Installation view. Grouping of black and white and colour photographs, pencil on paper drawings, newspaper clips, and documents related to Lorenza’s thesis (1984).
The Politicization of Freaks: From Disability to Queer Crip Pride
Lorenza graduated from the Kassel Art School with a large self-portrait mural made with footprints in the form of impressionist brushstrokes. In addition to this work she wrote a thesis entitled Behindert?!” (Disabled?!), where she critically examined the place that the non-conforming body occupies in art history and advocated for the recognition of the armless body as a social and artistic agent.
In this research, Lorenza studied the genealogy of the freak show in European society. The Freak Show was a crucial moment in the modern invention of disability, as it placed the non-conforming body at the limits of the human and, at the same time, lauded it in theatrical shows. The freak show appears in a moment of transition between the theological regime where the non-conforming body was seen as an unnatural monstrosity and its transformation into an object of scientific research and by extension the disability industries.
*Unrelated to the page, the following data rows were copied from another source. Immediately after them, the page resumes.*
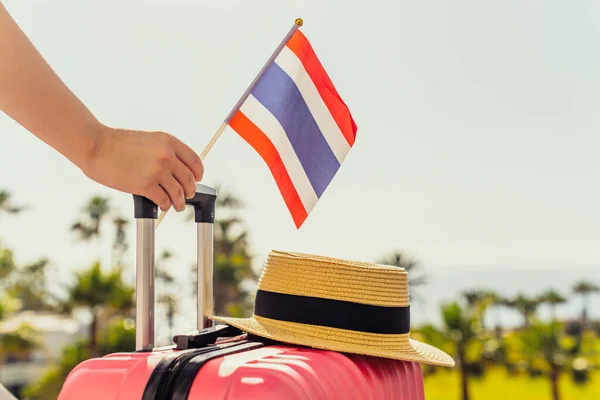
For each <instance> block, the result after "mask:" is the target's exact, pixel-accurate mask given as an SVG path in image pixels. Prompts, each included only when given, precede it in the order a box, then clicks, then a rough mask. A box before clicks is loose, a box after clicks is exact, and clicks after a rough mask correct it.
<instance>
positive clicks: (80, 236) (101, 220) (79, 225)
mask: <svg viewBox="0 0 600 400" xmlns="http://www.w3.org/2000/svg"><path fill="white" fill-rule="evenodd" d="M109 211H110V202H109V199H108V198H106V197H100V196H94V197H92V198H91V199H90V200H89V201H88V202H87V204H86V205H85V206H84V207H83V210H82V212H83V215H82V216H81V219H79V220H77V221H75V222H74V223H73V224H72V225H71V231H72V232H74V233H75V234H76V235H77V238H78V239H79V240H83V241H86V242H90V241H94V240H95V241H96V242H97V245H98V246H99V245H100V243H99V238H100V226H101V224H102V220H103V218H104V217H105V216H106V215H107V214H108V212H109ZM99 252H100V249H99V248H98V253H99Z"/></svg>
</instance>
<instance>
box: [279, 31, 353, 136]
mask: <svg viewBox="0 0 600 400" xmlns="http://www.w3.org/2000/svg"><path fill="white" fill-rule="evenodd" d="M287 47H289V48H290V50H292V51H293V52H294V53H295V54H296V56H298V58H299V59H300V61H301V62H302V65H304V68H305V69H306V72H307V73H308V75H309V76H310V78H311V79H312V81H313V82H314V84H315V86H316V87H317V90H318V91H319V94H320V95H321V97H322V98H323V101H324V102H325V104H326V105H327V108H328V109H329V112H330V113H331V115H332V116H333V119H335V122H336V123H337V125H338V126H339V127H340V130H341V131H342V134H343V135H344V137H345V138H346V140H347V141H348V144H350V146H353V145H354V141H355V139H356V124H355V123H354V119H352V115H351V114H350V110H349V109H348V107H347V106H346V104H345V103H344V101H343V100H342V98H341V96H340V95H339V94H338V92H337V90H336V89H335V86H334V85H333V82H332V81H331V79H330V78H329V75H327V72H326V71H325V68H323V65H322V64H321V61H319V58H318V57H317V55H316V53H315V51H314V50H313V48H312V46H311V44H310V42H309V41H308V39H307V38H306V36H304V34H303V33H302V32H301V31H300V30H297V31H296V32H295V33H294V34H293V35H292V37H291V38H290V40H289V41H288V42H287Z"/></svg>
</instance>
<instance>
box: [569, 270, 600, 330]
mask: <svg viewBox="0 0 600 400" xmlns="http://www.w3.org/2000/svg"><path fill="white" fill-rule="evenodd" d="M573 292H575V293H577V294H578V295H580V296H581V302H582V307H581V325H582V326H583V329H587V328H588V326H589V325H588V324H589V321H588V309H589V304H588V302H589V296H590V294H592V293H598V292H600V286H598V285H596V284H594V283H592V282H589V281H579V282H577V283H576V284H575V286H574V287H573Z"/></svg>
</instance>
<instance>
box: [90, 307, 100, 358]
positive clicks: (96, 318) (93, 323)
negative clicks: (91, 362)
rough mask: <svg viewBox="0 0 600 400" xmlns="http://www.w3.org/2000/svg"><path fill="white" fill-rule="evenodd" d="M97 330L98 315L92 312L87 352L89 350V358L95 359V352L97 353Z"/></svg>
mask: <svg viewBox="0 0 600 400" xmlns="http://www.w3.org/2000/svg"><path fill="white" fill-rule="evenodd" d="M97 330H98V315H97V314H96V312H95V311H92V321H91V323H90V345H89V350H90V357H92V358H93V357H96V351H97V347H98V345H97V343H96V334H97Z"/></svg>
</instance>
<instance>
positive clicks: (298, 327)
mask: <svg viewBox="0 0 600 400" xmlns="http://www.w3.org/2000/svg"><path fill="white" fill-rule="evenodd" d="M213 320H215V321H217V322H221V323H224V324H227V325H231V326H234V327H236V328H239V329H241V330H242V331H245V332H248V333H251V334H254V335H257V336H260V337H265V338H268V339H272V340H276V341H280V342H284V343H291V344H297V345H302V346H308V347H314V348H320V349H326V350H333V351H337V352H342V353H354V354H363V355H369V356H378V357H384V358H391V359H397V360H406V361H416V362H419V363H424V364H431V365H439V366H449V367H453V366H454V360H453V359H452V358H451V357H450V356H449V355H448V354H446V353H444V352H443V351H441V350H439V349H437V348H435V347H433V346H430V345H427V344H424V343H421V342H419V341H416V340H414V339H411V338H410V312H409V299H408V276H407V273H406V270H405V269H403V268H398V267H392V266H386V265H378V264H371V263H364V262H355V261H346V260H340V259H335V258H330V257H322V256H316V255H308V254H302V253H292V252H281V251H272V252H271V253H270V254H269V257H268V259H267V262H266V265H265V267H264V269H263V272H262V276H261V277H260V281H259V284H258V291H257V294H256V300H255V303H254V315H253V317H252V318H225V317H214V318H213Z"/></svg>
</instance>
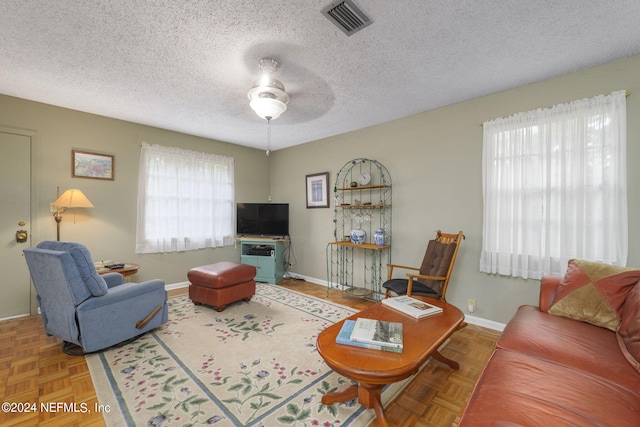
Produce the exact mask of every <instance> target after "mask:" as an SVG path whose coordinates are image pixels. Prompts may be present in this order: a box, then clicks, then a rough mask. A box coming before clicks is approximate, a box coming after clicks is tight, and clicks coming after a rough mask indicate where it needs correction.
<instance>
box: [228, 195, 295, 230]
mask: <svg viewBox="0 0 640 427" xmlns="http://www.w3.org/2000/svg"><path fill="white" fill-rule="evenodd" d="M236 232H237V233H238V234H239V235H241V236H274V237H275V236H283V237H284V236H288V235H289V204H288V203H237V204H236Z"/></svg>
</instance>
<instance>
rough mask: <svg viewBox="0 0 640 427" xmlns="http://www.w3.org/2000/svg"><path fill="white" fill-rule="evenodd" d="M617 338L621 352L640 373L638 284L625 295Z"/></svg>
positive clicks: (639, 307)
mask: <svg viewBox="0 0 640 427" xmlns="http://www.w3.org/2000/svg"><path fill="white" fill-rule="evenodd" d="M617 338H618V344H619V345H620V350H622V354H624V357H625V358H626V359H627V361H629V363H631V366H633V367H634V368H635V370H636V371H638V372H639V373H640V285H636V286H634V287H633V289H632V290H631V292H629V295H628V296H627V300H626V301H625V303H624V308H623V309H622V318H621V319H620V329H618V334H617Z"/></svg>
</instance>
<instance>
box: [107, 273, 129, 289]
mask: <svg viewBox="0 0 640 427" xmlns="http://www.w3.org/2000/svg"><path fill="white" fill-rule="evenodd" d="M102 278H103V279H104V281H105V282H107V288H113V287H114V286H118V285H122V284H123V283H124V276H123V275H122V274H120V273H105V274H103V275H102Z"/></svg>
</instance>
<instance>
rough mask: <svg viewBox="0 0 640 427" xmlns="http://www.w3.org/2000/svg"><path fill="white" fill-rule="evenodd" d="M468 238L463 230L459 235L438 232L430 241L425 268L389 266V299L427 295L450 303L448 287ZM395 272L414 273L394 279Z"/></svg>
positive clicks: (436, 233) (387, 282)
mask: <svg viewBox="0 0 640 427" xmlns="http://www.w3.org/2000/svg"><path fill="white" fill-rule="evenodd" d="M463 239H464V234H462V231H460V232H458V234H446V233H443V232H441V231H440V230H438V231H437V232H436V237H435V239H434V240H430V241H429V244H428V245H427V251H426V252H425V254H424V259H423V260H422V266H420V267H419V268H418V267H407V266H404V265H397V264H387V265H388V267H389V276H388V278H387V281H386V282H384V283H383V284H382V286H383V287H384V288H385V289H386V292H385V298H388V297H390V296H392V292H393V294H395V295H405V294H406V295H412V294H413V295H423V296H427V297H431V298H438V299H441V300H443V301H446V299H445V297H446V294H447V287H448V286H449V279H450V277H451V272H452V271H453V265H454V264H455V262H456V256H457V255H458V249H459V248H460V242H461V241H462V240H463ZM394 269H404V270H411V271H413V273H407V274H406V276H407V279H404V278H395V279H394V278H393V271H394Z"/></svg>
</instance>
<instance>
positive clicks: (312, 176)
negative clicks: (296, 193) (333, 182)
mask: <svg viewBox="0 0 640 427" xmlns="http://www.w3.org/2000/svg"><path fill="white" fill-rule="evenodd" d="M306 184H307V209H309V208H328V207H329V172H321V173H314V174H311V175H307V182H306Z"/></svg>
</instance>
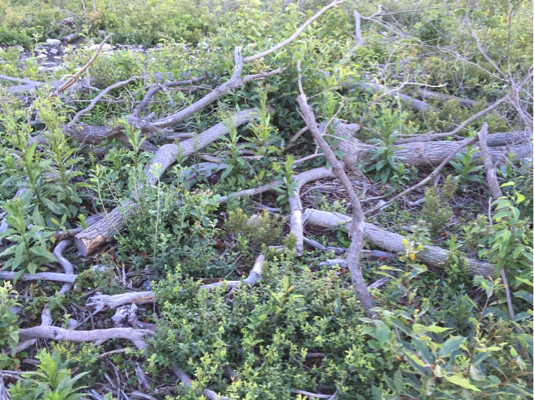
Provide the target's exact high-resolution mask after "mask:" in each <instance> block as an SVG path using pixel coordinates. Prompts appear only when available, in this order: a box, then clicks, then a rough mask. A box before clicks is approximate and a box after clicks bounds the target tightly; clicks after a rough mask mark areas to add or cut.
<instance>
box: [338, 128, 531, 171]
mask: <svg viewBox="0 0 534 401" xmlns="http://www.w3.org/2000/svg"><path fill="white" fill-rule="evenodd" d="M355 133H356V132H355V130H354V129H353V128H352V127H351V124H345V123H343V122H338V123H337V125H336V127H335V133H334V135H335V136H336V138H337V139H339V142H337V143H336V148H337V149H339V150H340V151H341V152H342V153H343V160H344V161H345V163H346V165H347V167H348V168H349V169H353V170H354V169H357V165H358V161H359V162H360V163H361V161H362V160H363V161H365V160H369V158H370V157H371V156H372V151H373V150H374V149H376V147H375V146H373V145H369V144H366V143H364V142H361V141H360V140H359V139H357V138H356V137H355ZM487 138H488V140H487V143H488V146H489V154H490V155H491V158H492V160H493V163H495V164H502V163H504V162H505V161H506V160H507V158H508V155H509V154H510V153H515V154H516V155H517V156H518V157H519V158H522V157H529V156H530V155H531V153H532V144H531V143H530V138H531V136H530V135H529V133H527V132H526V131H516V132H503V133H496V134H491V135H488V136H487ZM468 141H470V139H465V140H462V141H433V142H410V143H403V144H399V145H395V150H394V155H395V157H396V158H397V159H398V161H400V162H402V163H405V164H407V165H410V166H417V167H422V166H436V165H438V164H440V163H441V162H442V161H443V160H445V159H446V158H447V157H448V156H449V155H450V154H451V152H452V151H454V150H455V149H456V148H458V146H459V145H462V144H464V143H467V142H468ZM480 156H481V155H480V153H479V152H477V153H475V154H474V158H475V159H478V158H479V157H480ZM477 163H482V160H478V161H477Z"/></svg>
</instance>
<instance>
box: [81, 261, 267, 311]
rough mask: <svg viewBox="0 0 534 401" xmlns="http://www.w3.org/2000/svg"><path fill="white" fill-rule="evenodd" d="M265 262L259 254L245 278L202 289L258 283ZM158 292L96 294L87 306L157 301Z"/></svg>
mask: <svg viewBox="0 0 534 401" xmlns="http://www.w3.org/2000/svg"><path fill="white" fill-rule="evenodd" d="M264 264H265V256H264V255H263V254H260V255H258V257H257V258H256V262H255V263H254V266H253V267H252V270H251V271H250V273H249V275H248V276H247V278H246V279H244V280H234V281H221V282H217V283H211V284H204V285H201V286H200V289H204V290H209V289H213V288H217V287H220V286H222V285H227V286H228V287H230V288H235V287H237V286H238V285H239V284H241V283H243V284H246V285H252V284H255V283H257V282H258V281H259V280H260V279H261V274H262V269H263V265H264ZM156 300H157V299H156V294H155V293H154V291H142V292H127V293H125V294H119V295H95V296H93V297H90V298H89V299H88V300H87V303H86V304H85V306H87V307H88V308H93V309H95V310H96V311H104V310H108V309H116V308H118V307H121V306H123V305H127V304H132V303H135V304H137V305H141V304H146V303H151V302H156Z"/></svg>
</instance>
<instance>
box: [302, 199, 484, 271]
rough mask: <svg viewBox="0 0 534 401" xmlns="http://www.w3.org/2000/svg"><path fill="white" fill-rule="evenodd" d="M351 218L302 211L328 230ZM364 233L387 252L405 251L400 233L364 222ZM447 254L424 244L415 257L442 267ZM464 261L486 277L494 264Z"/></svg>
mask: <svg viewBox="0 0 534 401" xmlns="http://www.w3.org/2000/svg"><path fill="white" fill-rule="evenodd" d="M351 220H352V219H351V218H350V217H349V216H346V215H344V214H341V213H330V212H323V211H321V210H315V209H307V210H306V211H305V212H304V222H305V224H311V225H314V226H318V227H322V228H326V229H330V230H332V229H335V228H341V229H344V230H346V229H347V228H346V224H347V223H349V222H350V221H351ZM364 235H365V239H366V240H367V241H368V242H369V243H371V244H373V245H375V246H377V247H379V248H382V249H385V250H387V251H389V252H394V253H398V254H403V253H404V251H405V249H404V245H403V240H406V238H405V237H403V236H402V235H400V234H396V233H392V232H389V231H386V230H383V229H381V228H380V227H377V226H375V225H374V224H371V223H365V224H364ZM449 254H450V252H449V251H447V250H445V249H443V248H440V247H437V246H431V245H427V246H425V250H424V251H422V252H419V253H418V254H417V255H416V258H417V259H418V260H420V261H421V262H423V263H426V264H428V265H431V266H435V267H441V268H444V267H445V266H447V264H448V258H449ZM466 262H467V264H468V268H469V270H470V272H471V274H473V275H481V276H484V277H488V276H491V275H492V274H493V272H494V266H493V265H491V264H490V263H486V262H483V261H480V260H477V259H473V258H466Z"/></svg>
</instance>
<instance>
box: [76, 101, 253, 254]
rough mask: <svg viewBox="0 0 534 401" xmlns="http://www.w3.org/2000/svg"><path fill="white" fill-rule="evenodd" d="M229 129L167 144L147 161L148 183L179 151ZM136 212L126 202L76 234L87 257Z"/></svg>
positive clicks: (117, 230) (195, 147) (163, 145)
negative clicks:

Lorenza struggled to create a new image within this narrow frame of visibility: between the regimes of popular spectacularization of the body of the freak show and the medical perspective of the body as pathology. Hence, she returned obsessively to the images of Tod Browning’s film Freaks (1932), collecting posters of freak shows and including freak motifs in her performances. Her thesis was accompanied by a performance called Lorenza, the wonder without arms in which she assumed the role of the freak, and used language and performance as critical techniques of “disenfreakment.” Her career was a battle to overcome the regime of visibility of the freak, but she was often forced to come back to it, posing for photographer Joel Peter Witkin, playing the role of the gifted disabled in advertising, or performing as the mascot of the Paralympic games in Barcelona in 1992.